Chiusi della Verna
Chiusi della Verna rises at the base of the mountain where Saint Francis of Assisi received the stigmata in 1224, as recalled by Dante Alighieri in the 11th Canto of Paradise:
In the raw rock between the Tiber and Arno rivers
From Christ he took the last seal,
which his limbs bore for two years.
The “raw rock” stands out clearly and is visible from all over the valley. The charm of the place, with its limestone rocks and centuries-old plants, is made even more intense by the history of St Francis. It was in 1213, when Count Orlando de’ Cattani donated La Verna to Francis of Assisi. The Saint descended into the crevices of the rocks, having a cave as his home, choosing a hard stone as his bed.
If you come to the Sanctuary from the road of the Beccia, after crossing the arch of the Porta degli Uccelli, you will come across the small church of Santa Maria degli Angeli, the first to be built on this site, where Count Orlando has his tomb. Behind this, on the “quadrante” (a splendid terrace overlooking the Casentino), stands the basilica of Santa Maria Assunta, the main church, which houses splendid terracottas of the Della Robbia school. It is impossible not to mention the Chapel of the Stigmata, built on the spot where the miracle took place and decorated with the largest Della Robbia sculpture ever made; or the Sasso Spicco, a gigantic crevice in the rock where Francis used to go to pray, which can be reached by means of an evocative staircase carved in stone.
In the centre of Chiusi, below the sanctuary, are the Castello dei Cattani, the church of San Michele Arcangelo and the Podesteria (“mayor’s house”). In 1385, the town passed to the Republic of Florence, becoming the capital of a civil jurisdiction in which a podestà resided.
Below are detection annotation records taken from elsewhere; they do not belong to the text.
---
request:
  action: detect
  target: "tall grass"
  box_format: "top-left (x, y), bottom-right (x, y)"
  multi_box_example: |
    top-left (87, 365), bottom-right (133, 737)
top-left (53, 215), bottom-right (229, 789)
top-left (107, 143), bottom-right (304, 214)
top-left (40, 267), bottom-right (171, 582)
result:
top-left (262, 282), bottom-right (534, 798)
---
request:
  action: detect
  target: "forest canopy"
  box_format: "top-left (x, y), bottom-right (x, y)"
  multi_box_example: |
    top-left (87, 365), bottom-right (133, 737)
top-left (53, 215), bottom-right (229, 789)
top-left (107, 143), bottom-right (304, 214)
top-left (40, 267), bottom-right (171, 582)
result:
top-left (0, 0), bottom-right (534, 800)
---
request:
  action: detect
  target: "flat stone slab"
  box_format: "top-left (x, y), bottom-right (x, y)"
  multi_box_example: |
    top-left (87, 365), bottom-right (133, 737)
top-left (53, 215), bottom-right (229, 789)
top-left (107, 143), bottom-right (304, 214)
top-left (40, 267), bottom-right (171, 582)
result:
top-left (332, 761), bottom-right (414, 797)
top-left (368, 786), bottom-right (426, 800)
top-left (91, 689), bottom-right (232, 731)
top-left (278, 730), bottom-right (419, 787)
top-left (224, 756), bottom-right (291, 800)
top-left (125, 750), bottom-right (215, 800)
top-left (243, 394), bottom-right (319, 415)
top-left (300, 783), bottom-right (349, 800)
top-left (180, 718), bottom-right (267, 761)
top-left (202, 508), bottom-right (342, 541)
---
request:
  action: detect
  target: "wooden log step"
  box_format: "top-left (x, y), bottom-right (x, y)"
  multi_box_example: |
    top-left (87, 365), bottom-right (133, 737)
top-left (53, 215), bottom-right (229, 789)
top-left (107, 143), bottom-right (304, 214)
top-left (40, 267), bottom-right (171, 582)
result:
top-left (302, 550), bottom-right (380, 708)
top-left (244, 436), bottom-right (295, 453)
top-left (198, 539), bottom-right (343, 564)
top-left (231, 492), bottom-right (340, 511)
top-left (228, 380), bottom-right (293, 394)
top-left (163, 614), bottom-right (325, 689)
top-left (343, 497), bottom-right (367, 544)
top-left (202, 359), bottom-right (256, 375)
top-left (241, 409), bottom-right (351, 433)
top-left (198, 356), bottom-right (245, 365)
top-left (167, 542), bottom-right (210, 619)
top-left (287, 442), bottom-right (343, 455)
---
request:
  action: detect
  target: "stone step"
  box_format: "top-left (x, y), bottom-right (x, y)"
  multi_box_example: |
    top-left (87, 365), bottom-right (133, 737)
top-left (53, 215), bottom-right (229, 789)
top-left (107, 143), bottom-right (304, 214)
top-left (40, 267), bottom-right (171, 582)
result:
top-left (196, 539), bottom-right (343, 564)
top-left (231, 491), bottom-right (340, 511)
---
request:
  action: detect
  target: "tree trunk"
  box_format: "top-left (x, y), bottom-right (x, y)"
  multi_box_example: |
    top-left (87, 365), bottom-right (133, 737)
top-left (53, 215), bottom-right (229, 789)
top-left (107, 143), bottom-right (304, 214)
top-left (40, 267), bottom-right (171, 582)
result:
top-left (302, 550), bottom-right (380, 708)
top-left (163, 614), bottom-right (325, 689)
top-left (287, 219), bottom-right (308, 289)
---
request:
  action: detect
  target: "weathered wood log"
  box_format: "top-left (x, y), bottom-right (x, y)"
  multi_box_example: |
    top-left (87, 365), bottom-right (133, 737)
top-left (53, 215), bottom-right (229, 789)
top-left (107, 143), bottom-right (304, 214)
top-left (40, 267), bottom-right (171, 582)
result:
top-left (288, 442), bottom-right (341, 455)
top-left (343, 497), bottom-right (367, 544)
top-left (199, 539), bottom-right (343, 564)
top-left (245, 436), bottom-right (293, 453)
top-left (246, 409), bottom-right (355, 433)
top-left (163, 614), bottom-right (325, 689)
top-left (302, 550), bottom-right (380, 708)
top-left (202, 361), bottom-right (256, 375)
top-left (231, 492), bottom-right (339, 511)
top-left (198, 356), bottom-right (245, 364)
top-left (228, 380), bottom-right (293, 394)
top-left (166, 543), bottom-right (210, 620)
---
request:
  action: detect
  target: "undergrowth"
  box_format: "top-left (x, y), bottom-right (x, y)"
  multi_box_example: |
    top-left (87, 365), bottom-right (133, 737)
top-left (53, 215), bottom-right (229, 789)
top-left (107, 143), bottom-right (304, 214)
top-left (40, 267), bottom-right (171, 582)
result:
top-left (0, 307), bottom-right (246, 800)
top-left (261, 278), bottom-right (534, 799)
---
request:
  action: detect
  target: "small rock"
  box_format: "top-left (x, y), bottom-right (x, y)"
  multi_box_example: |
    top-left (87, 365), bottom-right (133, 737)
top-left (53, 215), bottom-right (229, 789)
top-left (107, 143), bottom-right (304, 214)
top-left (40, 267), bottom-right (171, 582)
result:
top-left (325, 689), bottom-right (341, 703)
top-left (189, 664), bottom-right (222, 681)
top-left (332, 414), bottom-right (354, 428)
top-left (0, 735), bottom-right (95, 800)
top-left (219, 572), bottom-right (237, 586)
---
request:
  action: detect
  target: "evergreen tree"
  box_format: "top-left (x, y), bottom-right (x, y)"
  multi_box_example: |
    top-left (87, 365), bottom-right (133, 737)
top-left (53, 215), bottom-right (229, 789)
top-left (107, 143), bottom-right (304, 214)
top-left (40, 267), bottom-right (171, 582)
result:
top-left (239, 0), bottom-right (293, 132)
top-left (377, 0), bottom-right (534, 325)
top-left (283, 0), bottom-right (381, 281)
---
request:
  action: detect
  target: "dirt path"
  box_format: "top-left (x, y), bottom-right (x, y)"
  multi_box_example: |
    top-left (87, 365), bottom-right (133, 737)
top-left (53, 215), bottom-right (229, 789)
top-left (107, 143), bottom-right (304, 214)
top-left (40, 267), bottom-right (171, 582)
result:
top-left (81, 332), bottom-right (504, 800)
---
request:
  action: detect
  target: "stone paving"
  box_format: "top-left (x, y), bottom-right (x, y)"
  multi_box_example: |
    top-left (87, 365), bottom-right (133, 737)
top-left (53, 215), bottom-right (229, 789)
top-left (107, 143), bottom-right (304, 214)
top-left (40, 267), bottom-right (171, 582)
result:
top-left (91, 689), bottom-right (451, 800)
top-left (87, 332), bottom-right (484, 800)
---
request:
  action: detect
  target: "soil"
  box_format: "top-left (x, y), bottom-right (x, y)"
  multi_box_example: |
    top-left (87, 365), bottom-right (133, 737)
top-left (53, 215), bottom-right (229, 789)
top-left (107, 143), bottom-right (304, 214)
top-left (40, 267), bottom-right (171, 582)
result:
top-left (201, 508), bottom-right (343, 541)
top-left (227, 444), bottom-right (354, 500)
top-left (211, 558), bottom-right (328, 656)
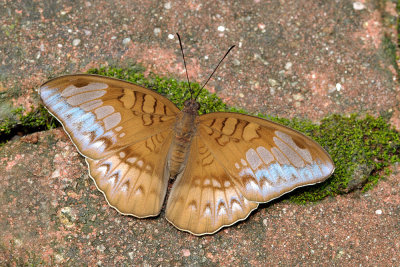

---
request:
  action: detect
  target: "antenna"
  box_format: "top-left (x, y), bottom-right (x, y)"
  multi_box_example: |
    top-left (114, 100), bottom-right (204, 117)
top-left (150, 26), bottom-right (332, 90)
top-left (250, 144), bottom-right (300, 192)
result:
top-left (176, 33), bottom-right (194, 96)
top-left (193, 45), bottom-right (235, 100)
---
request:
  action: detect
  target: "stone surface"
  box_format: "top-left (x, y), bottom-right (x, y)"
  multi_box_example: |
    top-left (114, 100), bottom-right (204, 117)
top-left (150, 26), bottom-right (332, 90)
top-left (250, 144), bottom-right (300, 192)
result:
top-left (0, 0), bottom-right (400, 266)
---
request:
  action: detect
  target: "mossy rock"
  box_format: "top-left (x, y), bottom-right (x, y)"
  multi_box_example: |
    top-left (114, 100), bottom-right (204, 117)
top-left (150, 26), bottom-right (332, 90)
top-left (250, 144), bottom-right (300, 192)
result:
top-left (0, 66), bottom-right (400, 203)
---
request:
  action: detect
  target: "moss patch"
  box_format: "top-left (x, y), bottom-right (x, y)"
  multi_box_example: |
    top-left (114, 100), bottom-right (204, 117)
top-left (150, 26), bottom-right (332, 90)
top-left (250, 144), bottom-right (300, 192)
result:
top-left (0, 106), bottom-right (58, 144)
top-left (0, 66), bottom-right (400, 203)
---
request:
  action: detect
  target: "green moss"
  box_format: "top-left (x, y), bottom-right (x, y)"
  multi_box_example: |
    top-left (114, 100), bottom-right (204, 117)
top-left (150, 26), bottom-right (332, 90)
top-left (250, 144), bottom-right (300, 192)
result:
top-left (0, 66), bottom-right (400, 203)
top-left (0, 106), bottom-right (57, 141)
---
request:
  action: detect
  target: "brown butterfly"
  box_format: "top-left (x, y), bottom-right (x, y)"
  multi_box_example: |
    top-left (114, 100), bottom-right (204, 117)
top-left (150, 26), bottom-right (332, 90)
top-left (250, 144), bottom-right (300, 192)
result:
top-left (40, 35), bottom-right (335, 235)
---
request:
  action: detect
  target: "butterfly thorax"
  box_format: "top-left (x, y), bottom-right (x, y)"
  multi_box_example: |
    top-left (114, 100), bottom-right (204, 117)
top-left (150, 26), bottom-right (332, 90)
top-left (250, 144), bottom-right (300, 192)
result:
top-left (168, 99), bottom-right (200, 177)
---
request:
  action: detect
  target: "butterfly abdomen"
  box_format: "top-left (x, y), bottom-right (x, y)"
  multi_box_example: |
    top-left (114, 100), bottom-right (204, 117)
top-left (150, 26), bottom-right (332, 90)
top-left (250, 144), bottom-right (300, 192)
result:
top-left (168, 111), bottom-right (197, 178)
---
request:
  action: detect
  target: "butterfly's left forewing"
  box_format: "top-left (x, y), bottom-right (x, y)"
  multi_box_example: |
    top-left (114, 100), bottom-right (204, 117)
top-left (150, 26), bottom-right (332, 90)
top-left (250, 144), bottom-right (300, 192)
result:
top-left (40, 74), bottom-right (180, 217)
top-left (40, 74), bottom-right (180, 159)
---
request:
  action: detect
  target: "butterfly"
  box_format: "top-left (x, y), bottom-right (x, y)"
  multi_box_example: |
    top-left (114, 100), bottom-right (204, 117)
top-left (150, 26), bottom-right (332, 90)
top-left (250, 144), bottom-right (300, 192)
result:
top-left (39, 36), bottom-right (335, 235)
The first Podesteria in Chiusi was to the west of the castle. Michelangelo’s father, Ludovico Buonarroti, was its podestà in 1475, the highest civil authority at the time. The link between the Buonarroti family and this place is also highlighted by recent research that has identified the landscape of Chiusi della Verna in four of Michelangelo’s works (The Creation of Adam, The Tondo Doni, The Crucifixion of St. Peter and The Conversion of St. Paul). Later, the podesteria underwent alterations, as evidenced by the inscription on a lintel that dates the building to 1702.
The Vallesanta valley, dotted with many small, stony villages, is well worth discovering. These include Rimbocchi, famous for the bread that is most loved by the people of Casentino, and Corezzo, home of tortello alla lastra, another gastronomic excellence of the area.
Also within the municipality of Chiusi della Verna, we would like to mention the small village of Sarna, which, after careful restoration work, now offers visitors the charm of a medieval atmosphere with its castle.